I am having trouble figuring out where to start with this one.
Biologists stocked a lake with 40 fish and estimated the carrying capacity (the maximal population for the fish of that species in that lake) to be 300.
(a) Assume that the number of fish P(t) after t years grows according to the logistic equation
dP/dt = P(a − bP) = bP(a/b − P)
Here, according to Section 2.15 of the course notes, a/b is the carrying ca-pacity of the lake. Find the solution of this DE (with the given initial value at t = 0) as a separable equation.
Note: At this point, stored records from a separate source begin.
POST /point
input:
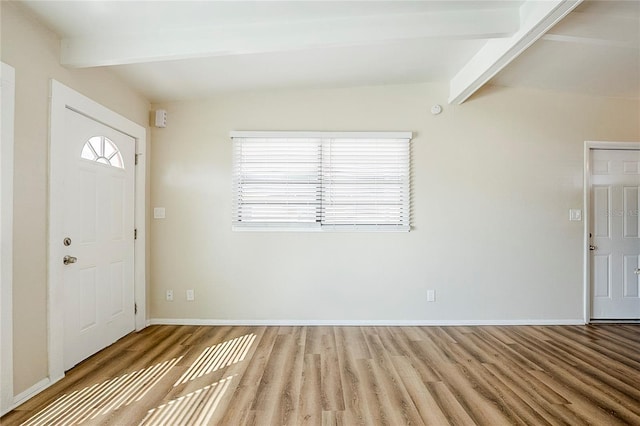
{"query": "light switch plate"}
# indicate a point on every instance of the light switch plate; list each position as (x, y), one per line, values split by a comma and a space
(575, 215)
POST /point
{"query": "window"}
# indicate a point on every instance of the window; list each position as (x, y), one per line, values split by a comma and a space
(321, 180)
(102, 150)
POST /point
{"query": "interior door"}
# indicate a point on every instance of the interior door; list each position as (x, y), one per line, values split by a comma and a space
(98, 224)
(614, 234)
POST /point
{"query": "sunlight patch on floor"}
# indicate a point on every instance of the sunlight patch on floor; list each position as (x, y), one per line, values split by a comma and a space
(195, 408)
(102, 398)
(218, 356)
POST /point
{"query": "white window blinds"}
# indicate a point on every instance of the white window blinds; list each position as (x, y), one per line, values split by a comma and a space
(323, 181)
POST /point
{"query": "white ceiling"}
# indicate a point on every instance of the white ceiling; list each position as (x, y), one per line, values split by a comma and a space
(184, 50)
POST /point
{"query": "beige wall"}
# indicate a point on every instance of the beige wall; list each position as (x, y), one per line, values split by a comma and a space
(493, 181)
(34, 53)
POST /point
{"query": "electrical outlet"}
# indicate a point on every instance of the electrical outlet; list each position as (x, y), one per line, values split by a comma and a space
(431, 295)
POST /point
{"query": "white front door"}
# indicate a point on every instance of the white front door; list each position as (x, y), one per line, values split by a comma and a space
(615, 234)
(98, 243)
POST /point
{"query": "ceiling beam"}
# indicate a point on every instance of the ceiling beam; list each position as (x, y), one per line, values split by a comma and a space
(616, 31)
(536, 18)
(118, 49)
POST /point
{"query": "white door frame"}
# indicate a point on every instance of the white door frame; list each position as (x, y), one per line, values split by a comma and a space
(7, 88)
(63, 98)
(588, 147)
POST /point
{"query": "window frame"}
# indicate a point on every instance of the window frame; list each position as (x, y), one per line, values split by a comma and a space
(325, 138)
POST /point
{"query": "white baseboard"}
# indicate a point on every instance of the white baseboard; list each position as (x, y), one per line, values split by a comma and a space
(29, 393)
(381, 323)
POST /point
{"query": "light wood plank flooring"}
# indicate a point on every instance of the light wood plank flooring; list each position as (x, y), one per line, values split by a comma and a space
(191, 375)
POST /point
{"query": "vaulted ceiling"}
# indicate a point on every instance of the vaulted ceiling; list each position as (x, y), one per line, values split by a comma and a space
(175, 50)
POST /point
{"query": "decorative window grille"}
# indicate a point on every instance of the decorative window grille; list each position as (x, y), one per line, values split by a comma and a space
(102, 150)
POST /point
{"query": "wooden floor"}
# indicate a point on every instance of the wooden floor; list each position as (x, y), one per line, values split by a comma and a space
(190, 375)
Your solution formula will contain b as an unknown parameter.
The logistic function is
y = a/(1+be^(-kx))
y(∞) = 300
==> a = 300
y(0) = 40
==> 300/(1+b) = 40
b = 15/2
The k just affects how slowly the population approaches the final value. See
http://www.wolframalpha.com/input/?i=plot+y%3D300%2F(1%2B7.5e%5E-x),+y%3D300%2F(1%2B7.5e%5E(-2x))+for+-5+%3C%3D+x+%3C%3D+5
To find the solution of the differential equation, we need to solve it as a separable equation. The given logistic equation is:
dP/dt = P(a - bP)
To solve this equation as a separable equation, we need to separate the variables and integrate both sides.
First, we rewrite the equation in a more convenient form:
dP/(P(a - bP)) = dt
Next, we separate the variables by moving the P terms to one side and the t terms to the other side:
dP/(P(a - bP)) = dt
1/(P(a - bP)) * dP = dt
Now, we can integrate both sides. On the left side, we use partial fractions to integrate:
∫(1/(P(a - bP))) dP = ∫dt
To find the partial fractions, we need to decompose the P terms in the denominator:
1/(P(a - bP)) = A/P + B/(a - bP)
Multiplying both sides by P(a - bP), we get:
1 = A(a - bP) + BP
Expanding the right side:
1 = Aa - AbP + BP
Now, we match coefficients of the same powers of P:
0P: 0 = -Ab + B
1P: 0 = A
From the equation -Ab + B = 0, we can solve for A:
B = Ab
Substituting the value of B into the equation 0 = A, we get:
0 = A(a - bP)
Since a - bP is not zero (given in the question statement), then A must be zero:
A = 0
Therefore:
1/(P(a - bP)) = B/(a - bP)
Going back to the integral equation:
∫(1/(P(a - bP))) dP = ∫dt
We can now integrate both sides:
∫(B/(a - bP)) dP = ∫dt
B∫(1/(a - bP)) dP = ∫dt
Evaluating the integrals:
B * (-1/b) * ln|a - bP| = t + C
Multiplying both sides by -b:
B * ln|a - bP| = -bt - bC
Taking the exponent of both sides:
|a - bP|^B = e^(-bt - bC)
Since ln|a - bP| could be positive or negative, we remove the absolute value sign and consider two cases:
Case 1: a - bP > 0
a - bP = e^(-bt - bC)
Case 2: a - bP < 0
-(a - bP) = e^(-bt - bC)
Now, we can solve for P in each case:
Case 1: a - bP = e^(-bt - bC)
a - bP = Ce^(-bt)
Solving for P:
P = (a - Ce^(-bt))/b
Case 2: -(a - bP) = e^(-bt - bC)
a - bP = -Ce^(-bt)
Solving for P:
P = (a + Ce^(-bt))/b
Therefore, the solution of the differential equation (dP/dt = P(a - bP)) in separable form with the given initial value at t = 0 is:
P(t) = (a - Ce^(-bt))/b for a - bP > 0
P(t) = (a + Ce^(-bt))/b for a - bP < 0
Where C is a constant determined by the initial condition.